Major Overhaul of Appraisal System Long Overdue, White Paper Says

The nation’s home appraisal process is behind the times and needs a major, long-term overhaul, according to a white paper prepared by appraiser Joan Trice and members of the Collateral Risk Network, whose more than 300 members represent lenders, government agencies, Wall Street, vendor management companies and appraisers.

Trice, who is currently working as a consultant for NAHB in its ongoing efforts to address the appraisal issue, is preparing a primer geared to providing association members with information on the appraisal system and appraiser’s role that will help them head off problems with valuations of their homes.

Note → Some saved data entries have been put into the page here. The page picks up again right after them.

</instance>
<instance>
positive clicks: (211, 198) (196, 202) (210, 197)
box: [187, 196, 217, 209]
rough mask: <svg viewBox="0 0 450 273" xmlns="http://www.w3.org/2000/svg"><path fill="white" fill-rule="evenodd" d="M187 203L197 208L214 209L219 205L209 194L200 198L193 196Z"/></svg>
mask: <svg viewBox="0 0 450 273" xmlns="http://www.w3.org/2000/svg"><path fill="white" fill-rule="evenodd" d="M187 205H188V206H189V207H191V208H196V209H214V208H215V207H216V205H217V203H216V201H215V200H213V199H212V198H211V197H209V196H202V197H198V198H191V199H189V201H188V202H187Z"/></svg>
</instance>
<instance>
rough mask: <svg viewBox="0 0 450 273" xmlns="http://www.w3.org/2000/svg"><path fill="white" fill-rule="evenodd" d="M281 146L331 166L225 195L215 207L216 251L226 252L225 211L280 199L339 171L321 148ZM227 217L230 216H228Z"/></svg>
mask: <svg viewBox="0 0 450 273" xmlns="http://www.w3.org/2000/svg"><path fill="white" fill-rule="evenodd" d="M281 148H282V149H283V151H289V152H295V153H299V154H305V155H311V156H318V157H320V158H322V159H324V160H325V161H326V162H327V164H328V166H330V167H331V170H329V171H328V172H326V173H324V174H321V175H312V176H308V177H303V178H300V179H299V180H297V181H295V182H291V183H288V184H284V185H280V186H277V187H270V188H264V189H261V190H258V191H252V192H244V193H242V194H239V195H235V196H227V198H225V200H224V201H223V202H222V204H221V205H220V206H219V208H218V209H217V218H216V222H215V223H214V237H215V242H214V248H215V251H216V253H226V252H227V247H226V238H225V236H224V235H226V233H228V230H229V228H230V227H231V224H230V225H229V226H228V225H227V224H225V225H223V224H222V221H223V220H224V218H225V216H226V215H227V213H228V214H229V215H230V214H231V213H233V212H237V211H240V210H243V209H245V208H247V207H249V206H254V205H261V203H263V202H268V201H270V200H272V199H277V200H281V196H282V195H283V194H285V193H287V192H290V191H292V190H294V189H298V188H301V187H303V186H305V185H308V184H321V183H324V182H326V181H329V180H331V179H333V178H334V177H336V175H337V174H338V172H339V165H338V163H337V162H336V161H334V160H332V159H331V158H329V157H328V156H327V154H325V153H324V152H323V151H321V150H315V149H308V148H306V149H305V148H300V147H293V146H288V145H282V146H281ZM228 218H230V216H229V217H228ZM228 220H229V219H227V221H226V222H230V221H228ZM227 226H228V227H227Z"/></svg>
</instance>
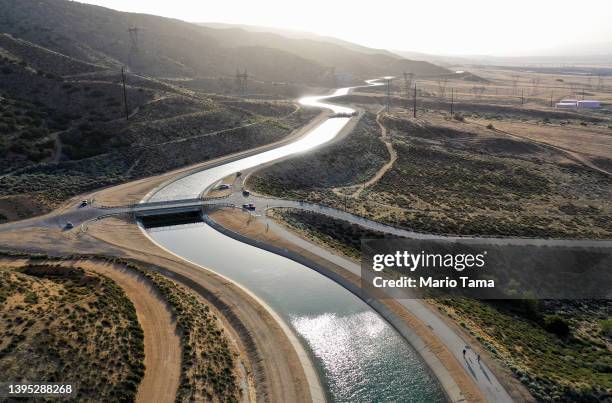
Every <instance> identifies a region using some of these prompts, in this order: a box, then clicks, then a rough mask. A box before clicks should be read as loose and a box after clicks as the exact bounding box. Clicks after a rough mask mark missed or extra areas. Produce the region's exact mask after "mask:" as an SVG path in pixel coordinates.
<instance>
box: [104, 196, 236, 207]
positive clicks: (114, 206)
mask: <svg viewBox="0 0 612 403" xmlns="http://www.w3.org/2000/svg"><path fill="white" fill-rule="evenodd" d="M228 197H229V195H227V196H216V197H203V198H200V197H196V198H191V199H177V200H163V201H156V202H145V203H133V204H124V205H119V206H108V205H96V207H97V208H99V209H104V210H108V209H116V208H122V209H137V208H138V207H141V208H148V207H157V206H162V207H163V206H168V207H171V206H173V205H180V204H192V203H193V204H197V203H204V202H207V201H211V200H221V199H227V198H228Z"/></svg>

The appraisal process has not been examined since the Great Depression, Trice notes in her paper,“Reengineering the Appraisal Process Redux,” an updated version of which was published last month.

“A survey of every major participant in the mortgage sector will point to comparable sales selection as the fundamental flaw in the appraisal process,” she writes.

“Manually typing ‘three comps on a grid’ is not only outmoded and inefficient,” Trice says, but “the lack of transparency has allowed gross incompetence and fraud to thrive.”

“We need a well-crafted, coordinated, synchronized, holistic road map. And that is our proposal. Create a task force that engages all stakeholders. Write the plan and create a single authority to execute that plan,” she concludes.

Trice says that “most of us deeply entrenched in the appraisal profession are aware of the problems, have good insight as to how to solve them, yet we have serious impediments to stifle that innovation.

“And it is indeed innovation that will lead us out — new methods, thoughtful regulation, sound technology and bright ideas.”

In the massive reengineering project she envisions, participants would include appraisers, lenders, mortgage brokers, appraisal management companies, ratings agencies, real estate agents, home builders, regulators, Wall Street, the GSEs, the Federal Housing Administration, Veterans Affairs and mortgage insurers.

Basing the value of a home on comparables is “entirely outmoded,” she says, given the availability of data in an electronic format.

“The use of databases, technology, statistics and local knowledge must take a larger role in the interpretation of market reaction to differing property characteristics,” she writes.

That would include an examination of historical sales data going back to least 24 months in order to establish trends in the marketplace and allow for more thorough reporting of market conditions.

Trice also advocates including a longer perspective on the value of the property that would assess its future marketability by taking into account long-term sustainable aspects of the property, the normal and local market conditions and its current use and alternative appropriate uses.

This type of perspective, she says, “considers and adjusts for the impact of volatility in the housing market.”

Among other ideas presented in the white paper, Trice discusses the need for:

  • Providing a range of values for a property instead of a single value

    “In the current economic environment, a single point of value is extremely difficult to estimate even by the most experienced appraiser. Value ranges ultimately make more sense and are more in keeping with the realities of the market.

  • One unifying set of policies and procedures for appraisals

    “Appraisers do not have a clear road map to complete an appraisal for a mortgage transaction. There are Fannie Mae guidelines, Freddie Mac guidelines, interagency guidelines, FHA rules, VA rules. On top of these, there are individual lender guidelines. There are state requirements. There is USPAP (Uniform Standards of Professional Appraisal Practice). There are numerous education providers, each of whom has a slightly different approach to application of theory.”

  • Software that can assist appraisers in the valuation process

    “Appraisers can be empowered if they have the software that can consume large amounts of data, and in so doing, can provide the analytics that the market demands.”

  • New appraisal forms

    “The appraisal process has been defined by Fannie/Freddie forms that walk appraisers through a series of procedures to arrive at an opinion of value. New forms should be considered that remove the time-consuming processes of data collection that have no bearing on the value conclusion. Appraisers are wasting valuable time focusing on many of the wrong elements.”

  • A national property database accessible by lenders

    “An inventory of all land and improvements thereon tied to the mortgage instrument would allow a measure of ‘all things real estate’ in real time. The real estate market has not kept pace with the stock or commodity markets. Real estate is the largest asset class in the world yet we can’t effectively measure it, study it or analyze it.”

    Trice also voices concern over the dwindling competence of appraisers in a profession that is not keeping the talent pool it needs at a time when the average age of an appraiser is estimated at about 54 years old.

“While the focus is on the current crisis of declining home values, no one is paying attention to the impending crisis of the graying of the appraisal profession,” she writes.

“We are dying off, becoming technically obsolete and we aren’t preparing the next generation.”

At least part of the answer, she suggests, is turning around the recent decline in the fee structure.

Citing a number of barriers for new appraisers entering the market, she also advocates “a plan sponsored by lending institutions to promote proper training and education of appraisers” as “critical to a sustainable appraisal profession.”